# AK hiker shoots grizzly



## Sully2 (Mar 9, 2010)

ANCHORAGE, Alaska (AP) — A backpacker shot and killed a grizzly bear with his handgun in Alaska's Denali National Park, officials said.

A man and woman reported that they were hiking Friday evening when the bear emerged from trailside brush and charged the woman, park spokeswoman Kris Fister said in a statement.

The man fired nine rounds from his .45 caliber, semiautomatic pistol at the animal, which then stopped and walked into the brush.

The two reported the shooting to rangers, who restricted access to the Igloo Canyon area for fear that the bear was wounded and dangerous.

On Saturday, rangers found the dead bear about 100 feet from the shooting site.

Park officials are determining the justification for the shooting. It's legal to carry firearms in that area of the park but illegal to discharge them.

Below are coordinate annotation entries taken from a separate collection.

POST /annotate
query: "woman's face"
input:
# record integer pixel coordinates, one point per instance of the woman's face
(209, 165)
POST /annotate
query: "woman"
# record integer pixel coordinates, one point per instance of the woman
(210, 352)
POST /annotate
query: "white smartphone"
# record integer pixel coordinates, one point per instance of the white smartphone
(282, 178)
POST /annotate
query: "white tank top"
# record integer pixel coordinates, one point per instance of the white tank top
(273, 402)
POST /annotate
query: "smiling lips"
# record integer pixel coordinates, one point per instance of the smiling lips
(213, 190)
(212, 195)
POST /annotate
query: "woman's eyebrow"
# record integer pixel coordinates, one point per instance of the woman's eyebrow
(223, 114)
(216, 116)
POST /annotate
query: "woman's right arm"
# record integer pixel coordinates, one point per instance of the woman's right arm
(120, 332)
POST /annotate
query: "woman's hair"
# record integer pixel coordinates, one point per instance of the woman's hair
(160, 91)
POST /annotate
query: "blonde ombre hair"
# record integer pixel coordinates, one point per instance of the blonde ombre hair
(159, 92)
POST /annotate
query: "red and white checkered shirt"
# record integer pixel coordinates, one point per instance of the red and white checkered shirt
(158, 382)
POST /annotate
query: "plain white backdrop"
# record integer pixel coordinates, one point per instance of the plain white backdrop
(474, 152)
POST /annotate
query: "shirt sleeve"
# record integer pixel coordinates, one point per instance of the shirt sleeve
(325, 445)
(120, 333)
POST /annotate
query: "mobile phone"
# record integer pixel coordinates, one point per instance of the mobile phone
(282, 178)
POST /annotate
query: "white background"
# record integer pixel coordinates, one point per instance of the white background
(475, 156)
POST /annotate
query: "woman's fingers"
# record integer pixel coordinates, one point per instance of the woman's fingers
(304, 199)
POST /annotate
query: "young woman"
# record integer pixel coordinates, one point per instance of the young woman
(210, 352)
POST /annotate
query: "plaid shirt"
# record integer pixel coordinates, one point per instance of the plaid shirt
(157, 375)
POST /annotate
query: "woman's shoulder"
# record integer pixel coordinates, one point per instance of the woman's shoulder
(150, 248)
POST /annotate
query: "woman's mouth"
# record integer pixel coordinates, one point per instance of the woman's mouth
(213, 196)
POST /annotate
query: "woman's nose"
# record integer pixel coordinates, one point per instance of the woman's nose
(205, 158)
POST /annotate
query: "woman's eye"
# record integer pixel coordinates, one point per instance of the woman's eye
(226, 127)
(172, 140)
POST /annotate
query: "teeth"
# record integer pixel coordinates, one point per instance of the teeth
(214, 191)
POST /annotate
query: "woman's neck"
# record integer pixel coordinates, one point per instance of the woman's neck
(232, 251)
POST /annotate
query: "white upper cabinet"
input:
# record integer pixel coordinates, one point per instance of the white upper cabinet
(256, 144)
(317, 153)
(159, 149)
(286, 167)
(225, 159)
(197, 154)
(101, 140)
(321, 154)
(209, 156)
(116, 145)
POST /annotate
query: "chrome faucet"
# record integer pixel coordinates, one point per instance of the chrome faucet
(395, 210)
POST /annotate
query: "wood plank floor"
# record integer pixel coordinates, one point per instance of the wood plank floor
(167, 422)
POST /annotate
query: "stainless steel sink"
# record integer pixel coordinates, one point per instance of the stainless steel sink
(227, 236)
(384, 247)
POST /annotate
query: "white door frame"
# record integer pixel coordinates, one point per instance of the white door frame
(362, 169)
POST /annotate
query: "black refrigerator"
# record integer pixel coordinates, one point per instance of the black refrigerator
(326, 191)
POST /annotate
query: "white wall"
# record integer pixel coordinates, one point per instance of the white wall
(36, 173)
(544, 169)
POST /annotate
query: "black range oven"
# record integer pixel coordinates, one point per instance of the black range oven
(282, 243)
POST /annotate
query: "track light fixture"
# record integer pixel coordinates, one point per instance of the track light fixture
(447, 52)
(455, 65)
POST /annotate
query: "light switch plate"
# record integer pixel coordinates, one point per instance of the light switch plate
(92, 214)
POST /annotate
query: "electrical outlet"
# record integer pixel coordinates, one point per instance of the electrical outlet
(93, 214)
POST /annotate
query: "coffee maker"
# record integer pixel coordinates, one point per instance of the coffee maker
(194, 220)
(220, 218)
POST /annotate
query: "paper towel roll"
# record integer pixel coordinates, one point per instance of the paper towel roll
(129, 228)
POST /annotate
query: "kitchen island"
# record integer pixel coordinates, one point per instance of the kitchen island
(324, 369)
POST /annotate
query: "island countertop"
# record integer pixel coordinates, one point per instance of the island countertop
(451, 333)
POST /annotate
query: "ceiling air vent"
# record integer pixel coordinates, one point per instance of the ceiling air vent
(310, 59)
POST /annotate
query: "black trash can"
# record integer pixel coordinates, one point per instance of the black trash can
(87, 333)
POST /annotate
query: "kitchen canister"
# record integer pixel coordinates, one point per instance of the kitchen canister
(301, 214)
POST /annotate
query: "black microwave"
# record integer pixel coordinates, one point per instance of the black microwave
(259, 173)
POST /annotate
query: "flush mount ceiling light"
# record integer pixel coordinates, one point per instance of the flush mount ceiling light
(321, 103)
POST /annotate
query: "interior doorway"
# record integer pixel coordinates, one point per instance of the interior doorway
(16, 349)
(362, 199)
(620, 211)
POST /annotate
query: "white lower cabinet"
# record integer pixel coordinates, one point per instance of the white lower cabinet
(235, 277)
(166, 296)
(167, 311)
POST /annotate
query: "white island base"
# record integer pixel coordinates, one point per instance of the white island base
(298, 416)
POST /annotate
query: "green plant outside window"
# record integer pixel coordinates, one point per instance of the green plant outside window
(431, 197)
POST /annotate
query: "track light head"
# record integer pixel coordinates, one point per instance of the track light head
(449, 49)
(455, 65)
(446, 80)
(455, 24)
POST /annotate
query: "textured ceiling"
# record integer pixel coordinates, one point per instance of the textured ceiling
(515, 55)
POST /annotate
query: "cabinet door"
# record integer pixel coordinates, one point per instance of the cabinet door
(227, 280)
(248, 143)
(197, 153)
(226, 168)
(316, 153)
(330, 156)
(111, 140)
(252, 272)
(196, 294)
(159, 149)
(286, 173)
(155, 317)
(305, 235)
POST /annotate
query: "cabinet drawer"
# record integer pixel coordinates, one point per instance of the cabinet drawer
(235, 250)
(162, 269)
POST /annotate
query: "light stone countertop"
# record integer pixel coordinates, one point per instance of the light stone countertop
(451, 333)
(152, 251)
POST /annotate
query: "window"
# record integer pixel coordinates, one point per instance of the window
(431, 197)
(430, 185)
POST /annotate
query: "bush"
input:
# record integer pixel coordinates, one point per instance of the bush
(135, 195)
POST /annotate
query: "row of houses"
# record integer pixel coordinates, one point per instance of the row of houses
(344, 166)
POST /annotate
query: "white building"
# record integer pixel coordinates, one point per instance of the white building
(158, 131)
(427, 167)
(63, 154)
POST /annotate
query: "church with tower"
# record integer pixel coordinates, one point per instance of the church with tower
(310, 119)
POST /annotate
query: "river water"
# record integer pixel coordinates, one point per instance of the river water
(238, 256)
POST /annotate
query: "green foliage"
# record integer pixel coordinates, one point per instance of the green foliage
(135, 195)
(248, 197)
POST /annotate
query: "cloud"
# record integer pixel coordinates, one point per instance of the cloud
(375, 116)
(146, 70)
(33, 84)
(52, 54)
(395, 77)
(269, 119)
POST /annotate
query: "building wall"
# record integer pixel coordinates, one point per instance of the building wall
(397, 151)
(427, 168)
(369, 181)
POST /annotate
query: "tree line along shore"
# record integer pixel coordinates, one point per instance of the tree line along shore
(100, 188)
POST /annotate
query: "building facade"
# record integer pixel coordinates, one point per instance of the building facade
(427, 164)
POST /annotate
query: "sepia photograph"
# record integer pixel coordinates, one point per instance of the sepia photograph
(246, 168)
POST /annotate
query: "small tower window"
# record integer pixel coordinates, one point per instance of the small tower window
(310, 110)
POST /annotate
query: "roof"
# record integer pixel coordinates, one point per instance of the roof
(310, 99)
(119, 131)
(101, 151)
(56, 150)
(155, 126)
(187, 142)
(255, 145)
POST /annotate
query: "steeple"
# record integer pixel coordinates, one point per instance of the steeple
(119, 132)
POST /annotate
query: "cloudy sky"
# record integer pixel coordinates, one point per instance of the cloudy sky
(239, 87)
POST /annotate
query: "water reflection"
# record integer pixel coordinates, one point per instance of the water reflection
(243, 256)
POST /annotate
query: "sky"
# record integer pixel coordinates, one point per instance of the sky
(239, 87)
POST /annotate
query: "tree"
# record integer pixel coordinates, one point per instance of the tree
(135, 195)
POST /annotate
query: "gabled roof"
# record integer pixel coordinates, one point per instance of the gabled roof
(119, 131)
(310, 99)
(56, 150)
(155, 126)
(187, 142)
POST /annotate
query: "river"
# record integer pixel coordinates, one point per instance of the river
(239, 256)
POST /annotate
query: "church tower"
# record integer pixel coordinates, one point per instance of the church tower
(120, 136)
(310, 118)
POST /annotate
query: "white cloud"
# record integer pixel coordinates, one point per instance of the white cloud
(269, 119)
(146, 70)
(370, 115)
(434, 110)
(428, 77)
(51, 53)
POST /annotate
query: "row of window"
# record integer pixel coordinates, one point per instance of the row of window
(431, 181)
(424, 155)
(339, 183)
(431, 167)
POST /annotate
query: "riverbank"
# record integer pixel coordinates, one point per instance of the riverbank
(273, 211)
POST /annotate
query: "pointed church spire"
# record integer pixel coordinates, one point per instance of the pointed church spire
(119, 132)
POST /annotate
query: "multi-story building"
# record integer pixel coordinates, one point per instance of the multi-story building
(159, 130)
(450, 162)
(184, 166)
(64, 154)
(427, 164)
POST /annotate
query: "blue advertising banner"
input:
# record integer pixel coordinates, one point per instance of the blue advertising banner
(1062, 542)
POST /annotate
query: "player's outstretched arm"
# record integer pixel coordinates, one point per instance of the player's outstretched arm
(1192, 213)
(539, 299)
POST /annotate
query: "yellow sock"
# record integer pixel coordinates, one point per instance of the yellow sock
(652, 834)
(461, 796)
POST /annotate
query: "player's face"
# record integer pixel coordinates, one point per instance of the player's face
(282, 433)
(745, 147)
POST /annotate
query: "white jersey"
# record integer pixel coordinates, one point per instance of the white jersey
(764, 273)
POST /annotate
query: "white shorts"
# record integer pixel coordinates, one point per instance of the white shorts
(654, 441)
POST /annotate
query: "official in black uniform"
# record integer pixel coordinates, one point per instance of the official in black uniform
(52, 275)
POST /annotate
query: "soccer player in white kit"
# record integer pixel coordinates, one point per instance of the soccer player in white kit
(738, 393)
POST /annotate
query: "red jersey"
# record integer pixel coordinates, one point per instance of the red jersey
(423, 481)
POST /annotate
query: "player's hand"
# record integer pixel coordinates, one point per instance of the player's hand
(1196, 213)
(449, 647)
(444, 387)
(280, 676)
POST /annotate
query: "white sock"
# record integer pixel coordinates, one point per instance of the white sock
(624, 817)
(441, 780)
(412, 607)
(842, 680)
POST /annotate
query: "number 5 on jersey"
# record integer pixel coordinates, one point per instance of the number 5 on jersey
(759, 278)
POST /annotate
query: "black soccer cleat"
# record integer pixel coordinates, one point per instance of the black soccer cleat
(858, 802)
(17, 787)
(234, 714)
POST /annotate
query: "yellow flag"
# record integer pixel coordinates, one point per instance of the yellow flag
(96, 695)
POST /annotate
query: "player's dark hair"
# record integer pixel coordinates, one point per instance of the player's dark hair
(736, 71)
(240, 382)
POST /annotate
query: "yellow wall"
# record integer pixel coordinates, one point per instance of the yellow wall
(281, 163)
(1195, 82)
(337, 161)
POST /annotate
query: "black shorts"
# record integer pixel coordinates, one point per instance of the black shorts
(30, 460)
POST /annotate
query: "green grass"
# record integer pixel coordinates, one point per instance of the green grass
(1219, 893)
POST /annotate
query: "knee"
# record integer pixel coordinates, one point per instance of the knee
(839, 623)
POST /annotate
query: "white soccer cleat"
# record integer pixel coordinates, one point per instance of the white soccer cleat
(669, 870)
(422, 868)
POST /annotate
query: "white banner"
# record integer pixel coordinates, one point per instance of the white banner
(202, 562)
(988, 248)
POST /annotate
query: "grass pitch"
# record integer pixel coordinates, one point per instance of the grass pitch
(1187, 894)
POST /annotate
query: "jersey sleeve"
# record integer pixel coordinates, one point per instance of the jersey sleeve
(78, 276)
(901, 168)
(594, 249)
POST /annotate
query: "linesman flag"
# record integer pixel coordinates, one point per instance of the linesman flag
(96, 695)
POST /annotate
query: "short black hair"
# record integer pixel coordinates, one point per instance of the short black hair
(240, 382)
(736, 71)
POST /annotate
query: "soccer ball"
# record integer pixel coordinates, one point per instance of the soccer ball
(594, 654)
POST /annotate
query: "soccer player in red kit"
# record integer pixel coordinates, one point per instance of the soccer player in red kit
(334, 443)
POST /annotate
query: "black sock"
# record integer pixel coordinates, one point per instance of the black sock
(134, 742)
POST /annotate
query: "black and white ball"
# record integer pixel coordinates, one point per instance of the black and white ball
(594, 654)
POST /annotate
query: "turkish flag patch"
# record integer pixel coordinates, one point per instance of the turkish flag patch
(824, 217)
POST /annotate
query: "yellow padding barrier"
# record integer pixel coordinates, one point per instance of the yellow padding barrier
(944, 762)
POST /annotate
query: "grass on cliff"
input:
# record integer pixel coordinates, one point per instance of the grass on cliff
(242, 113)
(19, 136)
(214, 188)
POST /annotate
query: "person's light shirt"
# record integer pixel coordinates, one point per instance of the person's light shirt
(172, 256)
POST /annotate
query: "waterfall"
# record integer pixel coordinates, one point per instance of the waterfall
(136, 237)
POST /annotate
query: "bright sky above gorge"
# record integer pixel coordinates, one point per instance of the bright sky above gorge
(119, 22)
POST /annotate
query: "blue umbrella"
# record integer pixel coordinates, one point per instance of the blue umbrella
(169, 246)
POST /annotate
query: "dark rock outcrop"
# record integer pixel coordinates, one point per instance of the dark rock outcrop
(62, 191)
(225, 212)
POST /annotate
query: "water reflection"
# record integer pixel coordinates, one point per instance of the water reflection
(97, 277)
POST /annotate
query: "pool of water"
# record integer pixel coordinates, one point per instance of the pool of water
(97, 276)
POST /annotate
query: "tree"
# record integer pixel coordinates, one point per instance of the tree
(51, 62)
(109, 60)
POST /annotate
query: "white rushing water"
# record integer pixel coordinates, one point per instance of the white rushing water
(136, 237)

Rangers said it was the first known instance of a grizzly bear being shot by a visitor in the wilderness portion of Denali, formerly called Mount McKinley National Park.


----------



## js (Jun 29, 2006)

Sully2 said:


> Park officials are determining the justification for the shooting.


:smt104:smt017


----------



## Gunners_Mate (Feb 17, 2010)

js said:


> :smt104:smt017


stupid people always have to nitpick everything in attempt of not looking stupid


----------



## BearValley (May 25, 2009)

Sully2 said:


> It's legal to carry firearms in that area of the park but illegal to discharge them.


:smt017

Okay, y'alls sacrifice yourselves to the bears to avoid an illegal discharge ticket...man I wish that I'd stayed in a Holiday Inn Express last night!


----------



## RightTurnClyde (Oct 24, 2007)

Wow. So I guess a .45 can stop a Grizzly. You just need to shoot it 9 times and hope it decides not to take you with him as a last meal! That guy should buy a lottery ticket.


----------



## Alaskan_Viking (Jun 13, 2006)

Sully2 said:


> Park officials are determining the justification for the shooting. It's legal to carry firearms in that area of the park but illegal to discharge them.


I highly doubt that any charges will be pressed against this man; any elected official up here, even Democrats, seen to be involved in charging him, for using a gun in self defense, may as well kiss their jobs goodbye. :smt1099


----------